Reflections on a Cold October Morning...

I had to give my nephew a hand yesterday, helping to deliver his Sunday newspapers. I know, the print media is going the way of the dinosaurs, but in a way, it's still nice to know that a quaint notion like 'the Paperboy' still exists, somewhere.

Anyways, the work itself is not terribly difficult, just time consuming (particularly the piecing together of the Sunday Staten Island Advance, a process which has not changed since I did it as a teenager). You get your news section and your color insert (the one with the coupons, the Parade magazine, and the special features section) and you have to manually combine the two into a full paper before you deliver them. A messy job, indeed. Especially to deliver something that people could get for free online. Still, the kid has a job, and it builds character and all that, so let's not burst the bubble.

Well, there we were, walking the streets of New Dorp just before sunrise, a crisp October chill in the air. My nephew hates delivering the papers on Sunday mornings because this area of Staten Island has large wooded sections, and these wooded areas hide all manner of ferocious beast like raccoon, possum and the occasional deer. In New York City, this represents the untamed jungle. My nephew is afraid of encountering possum and raccoons in the dark, and I don't blame him, as they can be nasty. Since his parents were not around this weekend (another nephew was playing in a baseball tournament in Maryland), it fell to me to escort the lad on his appointed rounds.

It was colder than a witch's tit in brass bra. Even with my fleece on, I was shivering. I didn't get a chance to take a travel mug with coffee with me, either. The ground was wet and a bit slippery from the frost, and if you weren't slipping on that, then you were sliding on all the wet leaves that have fallen. You could smell woodsmoke someplace. Someone in the neighborhood has a wood-burning stove or a fireplace, I gather.
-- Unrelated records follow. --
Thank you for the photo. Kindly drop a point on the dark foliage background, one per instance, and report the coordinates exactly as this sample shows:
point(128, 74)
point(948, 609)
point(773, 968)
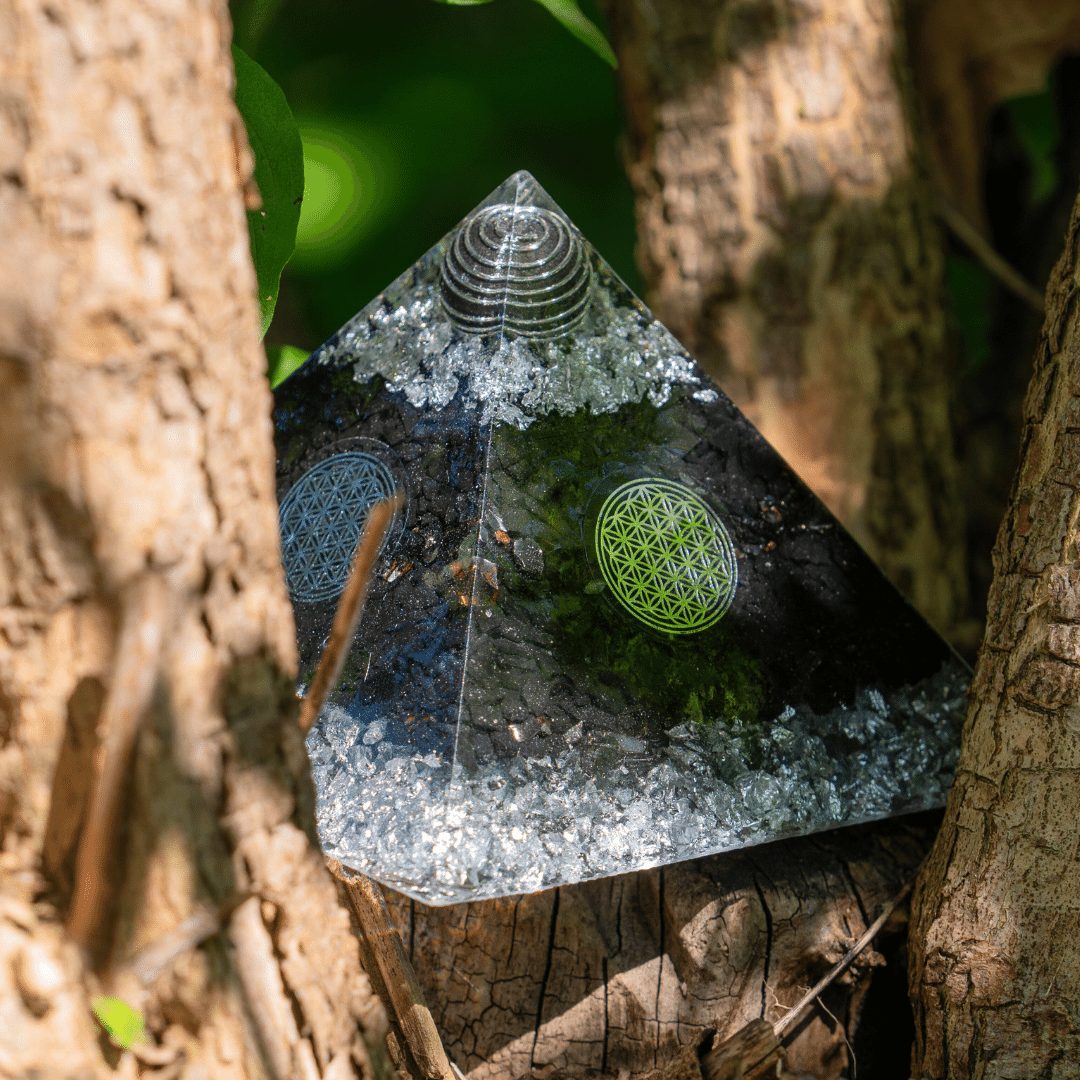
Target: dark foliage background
point(430, 107)
point(413, 111)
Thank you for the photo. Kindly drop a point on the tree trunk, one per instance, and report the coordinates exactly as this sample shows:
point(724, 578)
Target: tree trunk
point(616, 976)
point(786, 235)
point(996, 922)
point(151, 769)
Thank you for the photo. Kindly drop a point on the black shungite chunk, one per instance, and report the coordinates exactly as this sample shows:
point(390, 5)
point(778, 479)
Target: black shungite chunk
point(610, 628)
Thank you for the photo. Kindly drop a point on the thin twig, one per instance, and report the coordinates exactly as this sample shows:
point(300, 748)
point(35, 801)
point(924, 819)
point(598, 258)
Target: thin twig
point(135, 673)
point(349, 610)
point(838, 970)
point(149, 962)
point(1009, 277)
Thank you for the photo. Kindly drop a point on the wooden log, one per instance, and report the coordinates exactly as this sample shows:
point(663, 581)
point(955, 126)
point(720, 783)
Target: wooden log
point(618, 976)
point(417, 1042)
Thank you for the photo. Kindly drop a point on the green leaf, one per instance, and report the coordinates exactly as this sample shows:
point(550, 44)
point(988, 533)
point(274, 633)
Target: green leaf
point(123, 1023)
point(1035, 120)
point(283, 360)
point(571, 16)
point(279, 173)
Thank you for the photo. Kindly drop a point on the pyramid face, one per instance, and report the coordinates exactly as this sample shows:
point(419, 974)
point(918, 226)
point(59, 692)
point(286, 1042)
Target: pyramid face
point(609, 629)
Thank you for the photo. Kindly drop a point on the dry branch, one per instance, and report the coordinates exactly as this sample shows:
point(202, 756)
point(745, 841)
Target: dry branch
point(349, 610)
point(388, 964)
point(146, 621)
point(1009, 277)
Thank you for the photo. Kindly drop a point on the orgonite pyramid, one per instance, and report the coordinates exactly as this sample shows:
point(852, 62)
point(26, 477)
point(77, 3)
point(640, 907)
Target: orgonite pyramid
point(609, 628)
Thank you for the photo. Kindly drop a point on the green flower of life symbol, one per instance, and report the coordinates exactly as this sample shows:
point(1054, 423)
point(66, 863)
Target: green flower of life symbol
point(665, 555)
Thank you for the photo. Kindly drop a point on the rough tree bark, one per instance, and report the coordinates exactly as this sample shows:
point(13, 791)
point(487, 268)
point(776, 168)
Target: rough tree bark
point(139, 577)
point(996, 918)
point(617, 976)
point(787, 237)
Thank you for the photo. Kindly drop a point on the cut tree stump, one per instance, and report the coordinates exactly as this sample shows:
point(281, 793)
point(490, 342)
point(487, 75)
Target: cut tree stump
point(623, 975)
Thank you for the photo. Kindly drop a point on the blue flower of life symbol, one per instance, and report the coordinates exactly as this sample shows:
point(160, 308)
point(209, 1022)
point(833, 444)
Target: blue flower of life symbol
point(665, 555)
point(321, 518)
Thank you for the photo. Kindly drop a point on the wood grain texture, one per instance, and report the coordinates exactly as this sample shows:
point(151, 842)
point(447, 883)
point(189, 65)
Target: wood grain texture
point(996, 921)
point(787, 237)
point(969, 56)
point(617, 976)
point(135, 447)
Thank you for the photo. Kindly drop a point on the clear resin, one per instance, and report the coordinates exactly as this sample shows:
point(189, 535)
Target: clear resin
point(610, 629)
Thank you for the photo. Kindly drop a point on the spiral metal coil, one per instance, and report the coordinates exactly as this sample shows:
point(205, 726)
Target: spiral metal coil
point(517, 269)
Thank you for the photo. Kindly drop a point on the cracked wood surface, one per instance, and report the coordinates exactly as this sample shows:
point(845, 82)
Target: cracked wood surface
point(786, 233)
point(136, 458)
point(616, 976)
point(996, 919)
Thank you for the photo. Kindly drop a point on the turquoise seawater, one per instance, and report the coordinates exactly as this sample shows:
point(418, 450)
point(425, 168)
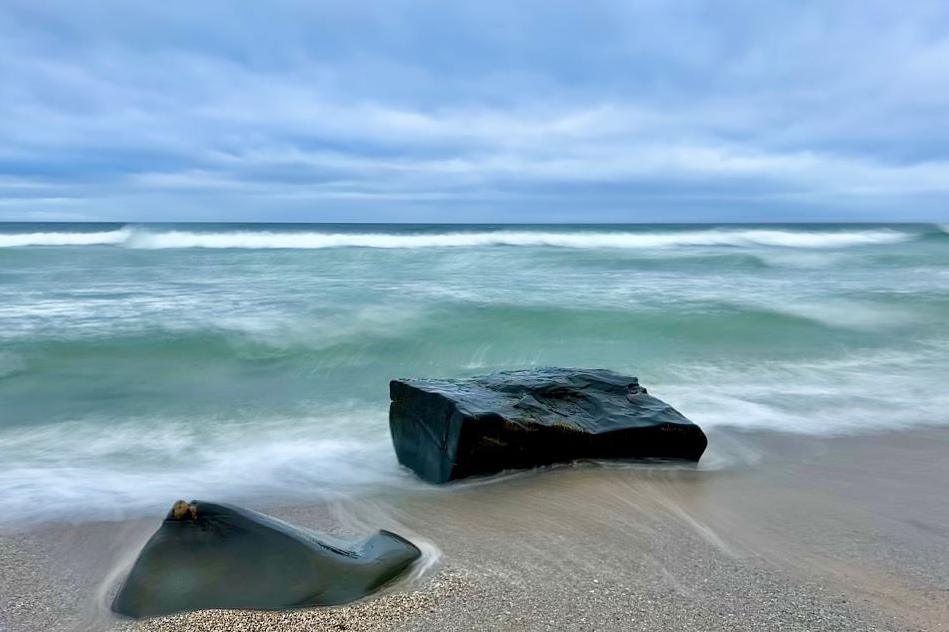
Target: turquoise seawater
point(143, 363)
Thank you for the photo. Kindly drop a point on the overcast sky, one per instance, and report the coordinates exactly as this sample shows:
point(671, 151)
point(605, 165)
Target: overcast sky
point(474, 111)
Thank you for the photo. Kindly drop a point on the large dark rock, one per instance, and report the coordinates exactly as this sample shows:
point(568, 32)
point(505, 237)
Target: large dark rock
point(450, 429)
point(218, 556)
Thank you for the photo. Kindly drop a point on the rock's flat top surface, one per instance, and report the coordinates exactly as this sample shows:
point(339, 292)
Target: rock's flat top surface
point(207, 555)
point(446, 429)
point(591, 400)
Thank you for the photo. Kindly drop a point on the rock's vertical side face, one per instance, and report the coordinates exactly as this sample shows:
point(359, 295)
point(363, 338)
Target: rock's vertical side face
point(449, 429)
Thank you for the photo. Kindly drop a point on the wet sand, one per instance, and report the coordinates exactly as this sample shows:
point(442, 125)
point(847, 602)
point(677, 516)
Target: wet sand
point(773, 532)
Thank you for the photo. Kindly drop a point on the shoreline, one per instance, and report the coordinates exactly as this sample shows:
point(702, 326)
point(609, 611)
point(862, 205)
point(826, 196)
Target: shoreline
point(813, 533)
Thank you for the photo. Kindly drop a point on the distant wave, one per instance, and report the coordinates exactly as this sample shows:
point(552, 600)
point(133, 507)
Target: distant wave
point(152, 240)
point(103, 238)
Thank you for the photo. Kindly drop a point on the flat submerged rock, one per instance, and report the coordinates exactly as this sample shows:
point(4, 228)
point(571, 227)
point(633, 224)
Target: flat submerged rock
point(207, 555)
point(449, 429)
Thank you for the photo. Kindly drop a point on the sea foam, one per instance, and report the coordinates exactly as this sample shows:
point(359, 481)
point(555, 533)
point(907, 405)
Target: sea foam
point(151, 239)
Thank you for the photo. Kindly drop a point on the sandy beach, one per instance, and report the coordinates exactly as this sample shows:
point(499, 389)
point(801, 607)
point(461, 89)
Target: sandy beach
point(796, 533)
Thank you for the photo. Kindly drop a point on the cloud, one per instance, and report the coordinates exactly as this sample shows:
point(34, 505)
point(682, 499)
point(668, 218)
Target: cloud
point(408, 111)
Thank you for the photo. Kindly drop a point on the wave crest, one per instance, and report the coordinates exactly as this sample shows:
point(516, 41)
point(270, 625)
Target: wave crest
point(140, 238)
point(102, 238)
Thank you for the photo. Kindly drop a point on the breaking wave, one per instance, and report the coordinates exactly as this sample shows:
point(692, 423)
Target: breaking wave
point(149, 239)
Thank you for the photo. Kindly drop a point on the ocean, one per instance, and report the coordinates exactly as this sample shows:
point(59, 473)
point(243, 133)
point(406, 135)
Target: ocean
point(140, 364)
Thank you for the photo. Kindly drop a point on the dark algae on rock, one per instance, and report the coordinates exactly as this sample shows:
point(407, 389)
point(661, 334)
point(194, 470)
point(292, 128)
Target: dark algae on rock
point(206, 555)
point(450, 429)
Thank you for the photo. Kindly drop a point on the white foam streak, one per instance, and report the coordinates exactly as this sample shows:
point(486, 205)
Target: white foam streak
point(149, 239)
point(103, 238)
point(627, 240)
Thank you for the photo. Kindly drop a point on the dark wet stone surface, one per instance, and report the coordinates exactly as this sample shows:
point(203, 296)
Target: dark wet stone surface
point(450, 429)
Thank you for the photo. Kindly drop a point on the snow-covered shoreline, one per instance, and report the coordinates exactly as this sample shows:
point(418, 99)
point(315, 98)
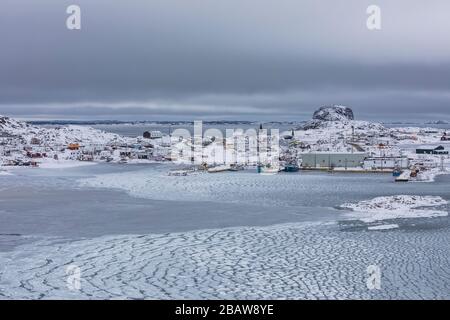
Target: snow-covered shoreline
point(397, 207)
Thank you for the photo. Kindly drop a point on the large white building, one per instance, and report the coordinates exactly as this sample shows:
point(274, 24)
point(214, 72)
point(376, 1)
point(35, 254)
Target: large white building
point(386, 163)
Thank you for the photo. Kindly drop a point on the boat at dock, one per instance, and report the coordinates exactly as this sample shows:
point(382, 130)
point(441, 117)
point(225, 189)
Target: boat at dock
point(291, 168)
point(404, 176)
point(221, 168)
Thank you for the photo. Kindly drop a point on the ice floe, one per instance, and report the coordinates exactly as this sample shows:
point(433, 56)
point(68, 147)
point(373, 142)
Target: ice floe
point(397, 207)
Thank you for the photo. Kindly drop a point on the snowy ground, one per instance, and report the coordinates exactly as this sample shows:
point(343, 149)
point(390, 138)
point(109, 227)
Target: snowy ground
point(299, 261)
point(398, 207)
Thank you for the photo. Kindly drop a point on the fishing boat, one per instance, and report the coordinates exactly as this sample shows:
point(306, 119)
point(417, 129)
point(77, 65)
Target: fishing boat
point(221, 168)
point(291, 168)
point(268, 169)
point(397, 172)
point(404, 176)
point(178, 173)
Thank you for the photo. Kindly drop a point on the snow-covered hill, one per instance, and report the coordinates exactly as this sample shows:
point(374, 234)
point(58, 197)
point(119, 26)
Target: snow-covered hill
point(58, 135)
point(338, 117)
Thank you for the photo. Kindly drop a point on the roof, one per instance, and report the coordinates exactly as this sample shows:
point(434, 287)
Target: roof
point(431, 148)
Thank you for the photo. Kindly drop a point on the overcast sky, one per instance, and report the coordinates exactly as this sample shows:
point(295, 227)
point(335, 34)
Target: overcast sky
point(224, 59)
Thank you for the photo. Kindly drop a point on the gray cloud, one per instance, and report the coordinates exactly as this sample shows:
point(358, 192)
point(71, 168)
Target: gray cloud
point(252, 59)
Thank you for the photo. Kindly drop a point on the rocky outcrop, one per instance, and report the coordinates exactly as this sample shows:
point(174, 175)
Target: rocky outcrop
point(334, 113)
point(329, 116)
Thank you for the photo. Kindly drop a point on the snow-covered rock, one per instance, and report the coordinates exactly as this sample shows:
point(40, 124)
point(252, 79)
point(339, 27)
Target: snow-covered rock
point(338, 117)
point(333, 113)
point(55, 136)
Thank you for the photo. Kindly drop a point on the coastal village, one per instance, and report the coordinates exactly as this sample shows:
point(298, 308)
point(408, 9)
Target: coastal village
point(332, 141)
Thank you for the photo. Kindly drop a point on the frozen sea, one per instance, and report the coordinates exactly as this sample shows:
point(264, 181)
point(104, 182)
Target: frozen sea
point(134, 232)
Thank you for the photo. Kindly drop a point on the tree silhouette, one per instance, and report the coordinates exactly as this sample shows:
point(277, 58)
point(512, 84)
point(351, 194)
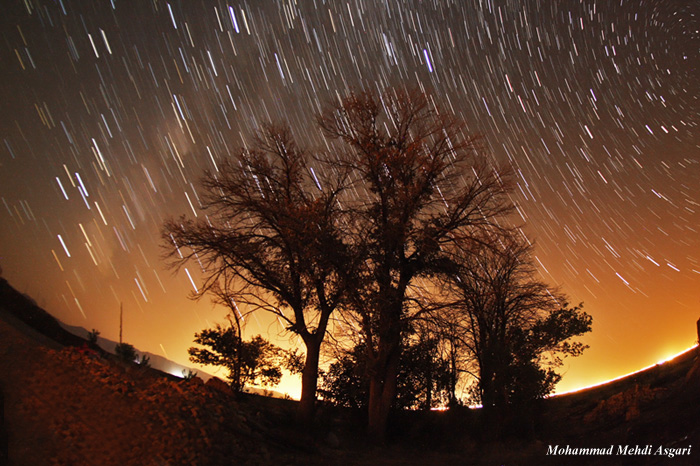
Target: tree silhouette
point(423, 380)
point(266, 239)
point(249, 362)
point(420, 187)
point(514, 327)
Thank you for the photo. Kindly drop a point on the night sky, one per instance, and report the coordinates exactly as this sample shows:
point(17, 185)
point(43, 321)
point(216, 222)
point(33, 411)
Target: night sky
point(111, 110)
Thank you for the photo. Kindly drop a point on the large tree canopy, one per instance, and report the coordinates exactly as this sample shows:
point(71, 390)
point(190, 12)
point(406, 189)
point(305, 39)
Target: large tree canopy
point(513, 327)
point(420, 186)
point(269, 241)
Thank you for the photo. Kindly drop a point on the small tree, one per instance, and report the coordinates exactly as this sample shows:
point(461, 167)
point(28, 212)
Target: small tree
point(516, 330)
point(126, 352)
point(248, 362)
point(92, 338)
point(423, 380)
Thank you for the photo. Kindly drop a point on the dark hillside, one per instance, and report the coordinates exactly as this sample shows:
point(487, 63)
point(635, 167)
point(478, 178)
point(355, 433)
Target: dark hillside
point(65, 406)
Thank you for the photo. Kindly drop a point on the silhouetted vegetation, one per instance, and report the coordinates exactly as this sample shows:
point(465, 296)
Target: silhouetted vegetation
point(249, 362)
point(126, 352)
point(514, 329)
point(400, 232)
point(423, 381)
point(270, 242)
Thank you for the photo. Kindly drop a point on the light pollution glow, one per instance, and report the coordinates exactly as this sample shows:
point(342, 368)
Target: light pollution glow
point(113, 110)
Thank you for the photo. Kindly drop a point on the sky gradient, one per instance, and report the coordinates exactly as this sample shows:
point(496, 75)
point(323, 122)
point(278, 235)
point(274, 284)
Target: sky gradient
point(113, 109)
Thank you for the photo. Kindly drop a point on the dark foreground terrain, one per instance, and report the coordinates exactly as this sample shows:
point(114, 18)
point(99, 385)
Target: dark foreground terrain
point(64, 405)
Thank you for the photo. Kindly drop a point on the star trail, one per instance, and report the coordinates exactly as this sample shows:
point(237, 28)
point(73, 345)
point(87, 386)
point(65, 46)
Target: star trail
point(112, 110)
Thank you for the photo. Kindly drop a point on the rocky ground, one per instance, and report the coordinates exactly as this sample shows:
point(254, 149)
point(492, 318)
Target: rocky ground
point(64, 405)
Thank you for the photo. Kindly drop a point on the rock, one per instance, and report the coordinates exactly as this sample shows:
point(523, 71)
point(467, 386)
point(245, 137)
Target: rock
point(219, 385)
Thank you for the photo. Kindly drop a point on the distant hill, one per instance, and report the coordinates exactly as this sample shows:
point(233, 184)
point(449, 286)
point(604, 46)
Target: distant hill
point(58, 399)
point(25, 309)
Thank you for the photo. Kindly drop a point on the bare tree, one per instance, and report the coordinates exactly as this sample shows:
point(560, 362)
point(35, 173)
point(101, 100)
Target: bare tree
point(512, 325)
point(420, 185)
point(271, 222)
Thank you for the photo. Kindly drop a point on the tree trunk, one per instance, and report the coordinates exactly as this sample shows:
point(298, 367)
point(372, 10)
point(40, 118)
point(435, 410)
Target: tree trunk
point(382, 391)
point(309, 381)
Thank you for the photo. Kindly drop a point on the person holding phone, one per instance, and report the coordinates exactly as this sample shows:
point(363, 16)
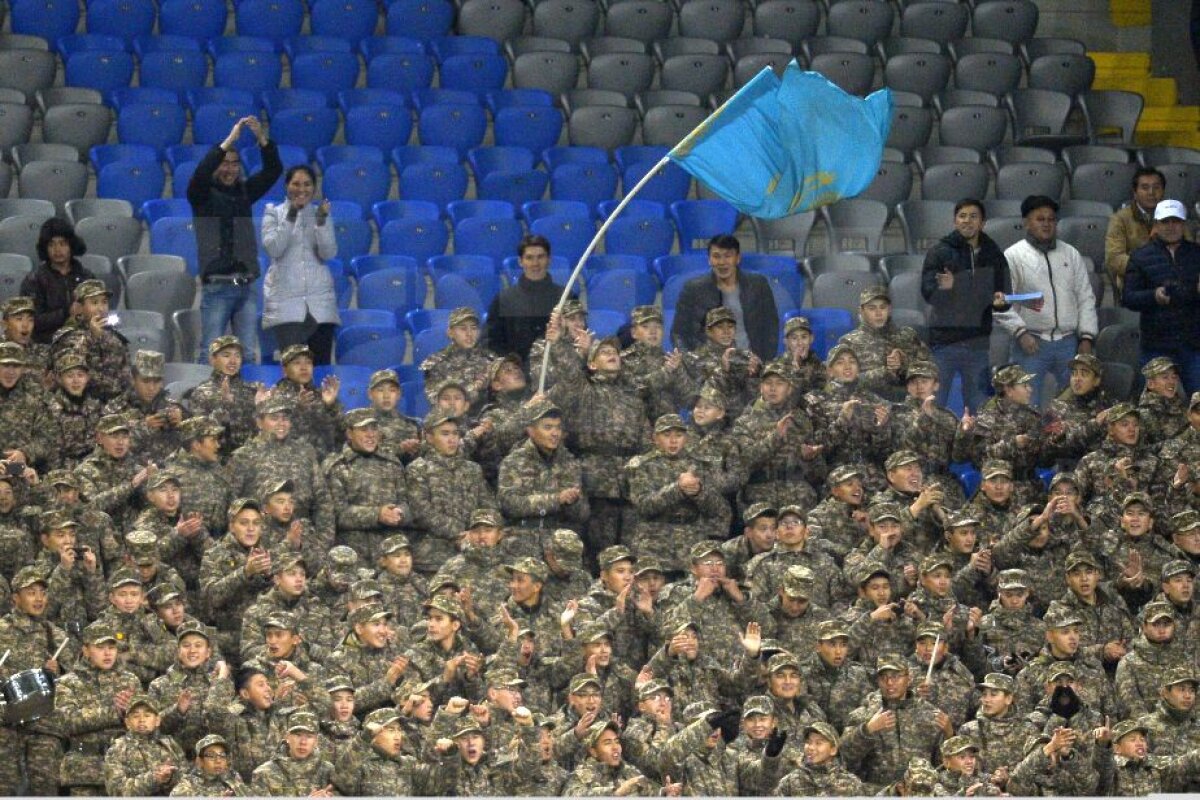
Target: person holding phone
point(299, 300)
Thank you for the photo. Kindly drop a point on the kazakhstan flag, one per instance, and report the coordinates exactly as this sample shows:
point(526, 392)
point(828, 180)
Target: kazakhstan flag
point(781, 146)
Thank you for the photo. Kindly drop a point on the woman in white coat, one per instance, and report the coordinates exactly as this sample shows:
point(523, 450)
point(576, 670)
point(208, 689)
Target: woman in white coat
point(299, 300)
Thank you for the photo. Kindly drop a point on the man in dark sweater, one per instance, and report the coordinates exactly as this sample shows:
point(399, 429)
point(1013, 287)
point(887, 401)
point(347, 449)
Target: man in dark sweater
point(226, 246)
point(519, 314)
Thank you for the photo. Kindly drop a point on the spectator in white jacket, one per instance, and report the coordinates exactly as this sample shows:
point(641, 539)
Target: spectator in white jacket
point(299, 300)
point(1048, 331)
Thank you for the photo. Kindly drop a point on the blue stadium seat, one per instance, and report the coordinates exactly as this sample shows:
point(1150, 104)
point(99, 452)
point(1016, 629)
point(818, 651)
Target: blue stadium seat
point(454, 125)
point(460, 210)
point(485, 161)
point(328, 72)
point(420, 239)
point(393, 289)
point(198, 19)
point(175, 236)
point(699, 221)
point(388, 210)
point(348, 19)
point(588, 184)
point(423, 19)
point(273, 19)
point(379, 126)
point(178, 70)
point(251, 71)
point(361, 182)
point(647, 238)
point(155, 125)
point(517, 187)
point(535, 127)
point(433, 181)
point(100, 70)
point(131, 180)
point(490, 236)
point(400, 71)
point(306, 127)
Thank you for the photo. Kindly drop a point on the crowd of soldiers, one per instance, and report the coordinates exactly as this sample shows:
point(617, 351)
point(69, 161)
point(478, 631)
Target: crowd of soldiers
point(789, 589)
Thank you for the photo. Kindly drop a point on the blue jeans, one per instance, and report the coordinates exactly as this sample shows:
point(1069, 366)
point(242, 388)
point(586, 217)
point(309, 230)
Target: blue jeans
point(1186, 359)
point(969, 360)
point(1053, 358)
point(223, 305)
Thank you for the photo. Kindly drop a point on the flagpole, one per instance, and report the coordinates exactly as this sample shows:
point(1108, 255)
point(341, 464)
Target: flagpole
point(579, 268)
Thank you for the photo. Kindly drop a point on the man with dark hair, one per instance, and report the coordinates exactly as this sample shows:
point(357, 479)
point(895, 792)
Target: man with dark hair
point(519, 314)
point(964, 281)
point(745, 294)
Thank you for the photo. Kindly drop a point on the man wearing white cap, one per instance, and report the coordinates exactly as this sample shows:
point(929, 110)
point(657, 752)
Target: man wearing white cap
point(1162, 283)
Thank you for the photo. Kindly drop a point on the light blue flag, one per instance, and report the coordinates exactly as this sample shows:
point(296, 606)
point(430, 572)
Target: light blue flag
point(780, 146)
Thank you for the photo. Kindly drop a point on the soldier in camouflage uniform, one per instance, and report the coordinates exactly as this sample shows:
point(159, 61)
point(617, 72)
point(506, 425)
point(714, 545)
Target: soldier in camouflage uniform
point(462, 359)
point(885, 350)
point(444, 489)
point(225, 397)
point(892, 727)
point(211, 775)
point(777, 443)
point(154, 416)
point(89, 704)
point(88, 334)
point(369, 488)
point(73, 411)
point(677, 504)
point(143, 762)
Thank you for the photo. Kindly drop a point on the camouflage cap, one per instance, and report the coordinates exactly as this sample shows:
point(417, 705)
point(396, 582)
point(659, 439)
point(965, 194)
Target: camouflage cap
point(881, 511)
point(91, 288)
point(1087, 361)
point(1123, 728)
point(462, 314)
point(19, 305)
point(381, 719)
point(294, 352)
point(759, 510)
point(955, 745)
point(12, 354)
point(642, 314)
point(798, 582)
point(447, 605)
point(891, 661)
point(996, 467)
point(97, 632)
point(1013, 579)
point(211, 740)
point(533, 567)
point(359, 417)
point(149, 364)
point(899, 458)
point(222, 342)
point(832, 629)
point(582, 680)
point(383, 377)
point(999, 681)
point(1061, 617)
point(1011, 376)
point(797, 323)
point(718, 316)
point(670, 422)
point(394, 543)
point(613, 554)
point(1179, 566)
point(1157, 366)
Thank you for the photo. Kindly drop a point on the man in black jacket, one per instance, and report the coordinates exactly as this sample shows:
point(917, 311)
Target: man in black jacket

The work is rather boring, in and of itself. I mean, how much is there to delivering newspapers? Still, it was fun; my nephew has a remarkable sense of humor for an 11-year old, and he's a great kid who is forever asking me questions (many of which are perhaps best left to his parents to answer, but I don't mind giving him the truth as I see it). He's a wonder; bright, inquisitive, funny. I love the hell out of him, and even if it is a pain in the ass to deliver a bundle of dead wood pulp in the cold darkness of a Sunday morning, I still had a great time.

In a way, it's sort of good that people still want a Sunday paper, something solid and tangible in their hands, even if they could get their news for free on the Internet. For many years now, I've been incapable of enjoying the simple pleasures in life, primarily because I have been focused on 'The Big Picture' (or what I thought was the big picture, anyway). But yesterday, shivering, laughing with an 11-year old, doing physical labor in the dark, I had a thought for a moment that there really is no Big Picture. That life is merely a continuous run of Smaller Pictures run end-to-end, and that the idea was to glean from them what you could before they passed by in rapid succession. Maybe now, in my dotage and declining years, I've finally learned how?